Samuel Bronson <naesten@xxxxxxxxx> writes:

> [Hmm, nobody seems ot have commented on this analysis; maybe reposting
> it with a subject containing [BUG] will help?]
>
> Samuel Bronson <naesten@xxxxxxxxx> writes:
>
>> The following message is a courtesy copy of an article
>> that has been posted to gmane.comp.version-control.git as well.
>>
>> Oh, I forgot to provide any analysis of the problem.  Oops.
>>
>> It may be just as well, though; I was tired enough that I might have
>> botched it in any case.  So, have an analysis:
>>
>> While inflate errors are obviously NOT GOOD, and should perhaps be
>> instantly fatal for most commands, git fsck is something of a special
>> case because it is useful to have *it* report as many corrupt objects as
>> possible in one run.
>>
>> Unfortunately, this is not currently the case, as shown by the provided
>> testcase.
>>
>> The output for this testcase is:
>>
>> ,----
>> | checking known breakage:
>> |         hash1=ffffffffffffffffffffffffffffffffffffffff &&
>> |         hash2=fffffffffffffffffffffffffffffffffffffffe &&
>> |         mkdir -p .git/objects/ff &&
>> |         echo not-zlib >$(sha1_file $hash1) &&
>> |         test_when_finished "remove_object $hash1" &&
>> |         echo not-zlib >$(sha1_file $hash2) &&
>> |         test_when_finished "remove_object $hash2" &&
>> | 
>> |         # Return value is not documented
>> |         test_might_fail git fsck 2>out &&
>> |         cat out && echo ====== &&
>> |         grep "$hash1.*corrupt" out &&
>> |         grep "$hash2.*corrupt" out
>> | 
>> | error: inflate: data stream error (incorrect header check)
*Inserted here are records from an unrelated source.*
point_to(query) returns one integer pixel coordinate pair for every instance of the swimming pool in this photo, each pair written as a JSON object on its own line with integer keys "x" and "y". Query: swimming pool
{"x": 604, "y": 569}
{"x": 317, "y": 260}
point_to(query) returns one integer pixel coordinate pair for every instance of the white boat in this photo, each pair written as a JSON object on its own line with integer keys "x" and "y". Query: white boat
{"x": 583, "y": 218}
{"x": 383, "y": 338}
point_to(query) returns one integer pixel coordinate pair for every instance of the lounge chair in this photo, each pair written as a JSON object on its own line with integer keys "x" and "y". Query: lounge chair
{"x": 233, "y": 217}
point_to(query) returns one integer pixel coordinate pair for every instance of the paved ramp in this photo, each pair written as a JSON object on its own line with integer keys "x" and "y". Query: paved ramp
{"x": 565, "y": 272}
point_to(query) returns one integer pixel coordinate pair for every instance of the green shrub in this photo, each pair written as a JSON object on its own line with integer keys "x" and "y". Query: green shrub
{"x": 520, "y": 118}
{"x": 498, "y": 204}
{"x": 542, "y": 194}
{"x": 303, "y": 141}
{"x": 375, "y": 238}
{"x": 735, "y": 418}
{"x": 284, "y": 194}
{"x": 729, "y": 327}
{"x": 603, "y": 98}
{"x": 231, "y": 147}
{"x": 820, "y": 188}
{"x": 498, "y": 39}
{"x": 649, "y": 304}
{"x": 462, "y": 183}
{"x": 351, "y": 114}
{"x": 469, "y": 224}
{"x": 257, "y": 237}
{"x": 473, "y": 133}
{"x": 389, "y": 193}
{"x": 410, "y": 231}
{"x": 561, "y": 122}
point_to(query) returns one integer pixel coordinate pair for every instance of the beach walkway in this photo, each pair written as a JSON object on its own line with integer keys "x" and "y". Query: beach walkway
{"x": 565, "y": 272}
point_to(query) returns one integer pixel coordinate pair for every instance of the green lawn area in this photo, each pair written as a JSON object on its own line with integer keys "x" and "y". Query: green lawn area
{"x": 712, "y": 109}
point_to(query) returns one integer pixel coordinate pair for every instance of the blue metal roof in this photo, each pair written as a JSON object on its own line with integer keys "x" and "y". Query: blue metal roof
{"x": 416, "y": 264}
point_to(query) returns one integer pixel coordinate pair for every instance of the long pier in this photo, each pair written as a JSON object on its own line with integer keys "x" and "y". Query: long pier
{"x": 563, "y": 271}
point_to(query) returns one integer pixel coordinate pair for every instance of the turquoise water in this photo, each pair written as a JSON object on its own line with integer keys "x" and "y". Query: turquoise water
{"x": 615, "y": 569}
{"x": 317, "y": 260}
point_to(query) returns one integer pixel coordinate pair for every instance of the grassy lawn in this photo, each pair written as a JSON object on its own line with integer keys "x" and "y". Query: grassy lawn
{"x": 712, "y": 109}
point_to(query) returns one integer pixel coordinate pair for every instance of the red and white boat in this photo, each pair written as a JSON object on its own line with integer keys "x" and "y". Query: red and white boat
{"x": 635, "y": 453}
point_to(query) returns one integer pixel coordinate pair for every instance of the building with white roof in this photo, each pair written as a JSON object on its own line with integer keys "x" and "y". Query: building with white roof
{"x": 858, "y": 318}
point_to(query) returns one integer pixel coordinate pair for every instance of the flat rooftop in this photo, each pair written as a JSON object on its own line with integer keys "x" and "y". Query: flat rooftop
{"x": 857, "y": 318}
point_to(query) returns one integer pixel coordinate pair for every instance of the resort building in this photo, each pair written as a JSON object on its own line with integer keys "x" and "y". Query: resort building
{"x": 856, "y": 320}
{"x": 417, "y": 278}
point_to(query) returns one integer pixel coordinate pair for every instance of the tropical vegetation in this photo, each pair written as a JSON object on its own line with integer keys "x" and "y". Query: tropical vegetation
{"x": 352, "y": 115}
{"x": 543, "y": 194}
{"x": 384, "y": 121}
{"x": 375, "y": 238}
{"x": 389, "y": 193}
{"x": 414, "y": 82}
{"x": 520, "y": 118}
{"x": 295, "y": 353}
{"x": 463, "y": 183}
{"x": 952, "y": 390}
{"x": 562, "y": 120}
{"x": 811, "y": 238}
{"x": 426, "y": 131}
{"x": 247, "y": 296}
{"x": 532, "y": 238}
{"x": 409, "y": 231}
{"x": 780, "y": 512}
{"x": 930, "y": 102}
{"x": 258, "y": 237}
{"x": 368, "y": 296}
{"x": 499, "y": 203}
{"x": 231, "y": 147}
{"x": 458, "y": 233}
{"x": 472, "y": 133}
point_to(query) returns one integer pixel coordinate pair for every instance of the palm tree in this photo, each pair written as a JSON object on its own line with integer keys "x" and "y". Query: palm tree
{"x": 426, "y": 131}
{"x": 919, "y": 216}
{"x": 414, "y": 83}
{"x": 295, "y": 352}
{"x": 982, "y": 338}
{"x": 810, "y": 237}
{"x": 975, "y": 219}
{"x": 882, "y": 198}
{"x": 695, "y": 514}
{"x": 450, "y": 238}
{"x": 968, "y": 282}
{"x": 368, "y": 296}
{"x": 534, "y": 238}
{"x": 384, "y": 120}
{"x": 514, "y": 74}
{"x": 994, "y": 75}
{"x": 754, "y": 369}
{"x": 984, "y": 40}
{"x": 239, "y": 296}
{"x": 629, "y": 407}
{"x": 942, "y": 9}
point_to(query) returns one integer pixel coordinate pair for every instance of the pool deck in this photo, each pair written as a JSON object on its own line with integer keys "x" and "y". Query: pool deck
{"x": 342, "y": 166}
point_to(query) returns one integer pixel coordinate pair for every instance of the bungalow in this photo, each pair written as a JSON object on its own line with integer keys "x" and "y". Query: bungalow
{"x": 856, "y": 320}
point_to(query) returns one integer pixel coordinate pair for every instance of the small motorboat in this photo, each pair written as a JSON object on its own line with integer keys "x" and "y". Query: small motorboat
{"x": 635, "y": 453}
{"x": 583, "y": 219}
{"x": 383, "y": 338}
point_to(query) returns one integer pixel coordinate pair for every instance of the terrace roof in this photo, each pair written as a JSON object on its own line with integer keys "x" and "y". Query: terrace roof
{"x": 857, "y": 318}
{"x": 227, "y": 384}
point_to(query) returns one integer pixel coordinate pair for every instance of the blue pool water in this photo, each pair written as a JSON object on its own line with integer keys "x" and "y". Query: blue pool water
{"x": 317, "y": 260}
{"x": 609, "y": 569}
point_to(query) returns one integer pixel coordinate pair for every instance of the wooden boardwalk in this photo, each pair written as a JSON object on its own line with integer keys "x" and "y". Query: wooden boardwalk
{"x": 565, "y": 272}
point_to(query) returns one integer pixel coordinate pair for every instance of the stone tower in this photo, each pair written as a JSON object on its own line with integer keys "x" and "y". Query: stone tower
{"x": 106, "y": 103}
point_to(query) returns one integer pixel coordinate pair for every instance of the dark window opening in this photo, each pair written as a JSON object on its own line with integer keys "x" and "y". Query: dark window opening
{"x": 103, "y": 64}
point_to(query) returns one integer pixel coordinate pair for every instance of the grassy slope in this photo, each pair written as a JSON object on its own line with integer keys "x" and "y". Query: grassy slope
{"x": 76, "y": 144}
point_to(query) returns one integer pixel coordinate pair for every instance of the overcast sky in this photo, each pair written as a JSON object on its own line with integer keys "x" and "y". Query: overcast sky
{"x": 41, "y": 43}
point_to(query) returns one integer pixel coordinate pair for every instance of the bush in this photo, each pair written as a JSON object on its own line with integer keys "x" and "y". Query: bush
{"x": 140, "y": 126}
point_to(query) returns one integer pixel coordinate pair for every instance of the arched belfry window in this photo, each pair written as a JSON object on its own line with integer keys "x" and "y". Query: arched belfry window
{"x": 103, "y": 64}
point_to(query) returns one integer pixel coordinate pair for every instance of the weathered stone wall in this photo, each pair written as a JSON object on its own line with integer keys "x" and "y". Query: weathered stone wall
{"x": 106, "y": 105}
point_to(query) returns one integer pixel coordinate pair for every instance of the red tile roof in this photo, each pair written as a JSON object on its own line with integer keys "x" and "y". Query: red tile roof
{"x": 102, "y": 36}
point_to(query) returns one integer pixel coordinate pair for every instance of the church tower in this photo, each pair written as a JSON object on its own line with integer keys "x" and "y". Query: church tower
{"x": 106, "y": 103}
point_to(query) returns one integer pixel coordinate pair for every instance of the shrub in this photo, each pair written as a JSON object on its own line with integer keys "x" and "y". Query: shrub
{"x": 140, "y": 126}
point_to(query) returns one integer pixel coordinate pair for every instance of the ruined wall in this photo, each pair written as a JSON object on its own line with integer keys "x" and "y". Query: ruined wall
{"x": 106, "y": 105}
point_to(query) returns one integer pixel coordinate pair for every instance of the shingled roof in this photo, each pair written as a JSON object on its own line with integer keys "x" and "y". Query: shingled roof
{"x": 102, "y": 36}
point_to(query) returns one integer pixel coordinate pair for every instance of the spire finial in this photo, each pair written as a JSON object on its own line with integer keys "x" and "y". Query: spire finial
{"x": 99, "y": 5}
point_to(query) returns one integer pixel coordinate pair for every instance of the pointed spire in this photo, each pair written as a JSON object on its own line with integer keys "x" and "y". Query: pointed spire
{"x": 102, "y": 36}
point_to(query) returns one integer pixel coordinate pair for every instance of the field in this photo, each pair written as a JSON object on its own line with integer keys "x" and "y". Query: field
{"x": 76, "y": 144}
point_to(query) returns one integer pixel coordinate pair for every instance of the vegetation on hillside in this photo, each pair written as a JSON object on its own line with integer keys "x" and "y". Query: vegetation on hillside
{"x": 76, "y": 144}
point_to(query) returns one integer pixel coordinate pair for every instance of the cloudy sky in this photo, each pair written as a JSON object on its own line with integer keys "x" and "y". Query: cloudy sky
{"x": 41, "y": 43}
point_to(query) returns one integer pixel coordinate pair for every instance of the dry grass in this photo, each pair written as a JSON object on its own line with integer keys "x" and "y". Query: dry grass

>> | error: unable to unpack ffffffffffffffffffffffffffffffffffffffff header
>> | error: inflate: data stream error (incorrect header check)
>> | fatal: loose object ffffffffffffffffffffffffffffffffffffffff (stored
>> | in .git/objects/ff/ffffffffffffffffffffffffffffffffffffff) is
>> | corrupt
>> | ======
>> | fatal: loose object ffffffffffffffffffffffffffffffffffffffff (stored
>> | in .git/objects/ff/ffffffffffffffffffffffffffffffffffffff) is
>> | corrupt
>> | not ok 5 - fsck survives inflate errors # TODO known breakage
>> `----
>>
>> If I flip it from expect_failure to expect_success and run the test with
>> -i, then go into the trash directory and run "gdb ../../git-fsck", I can
>> obtain this (thoroughly rehearsed & trimmed) gdb transcript:
>>
>> ,----
>> | % gdb ../../git-fsck
>> | GNU gdb (Debian 7.7.1-3) 7.7.1
>> ...
>> | Reading symbols from ../../git-fsck...done.
>> | (gdb) break error
>> | Breakpoint 1 at 0x813d24c: file usage.c, line 143.
>> | (gdb) break die
>> | Breakpoint 2 at 0x813d152: file usage.c, line 94.
>> | (gdb) run
>> | Starting program: /home/naesten/hacking/git/git-fsck
>> | [Thread debugging using libthread_db enabled]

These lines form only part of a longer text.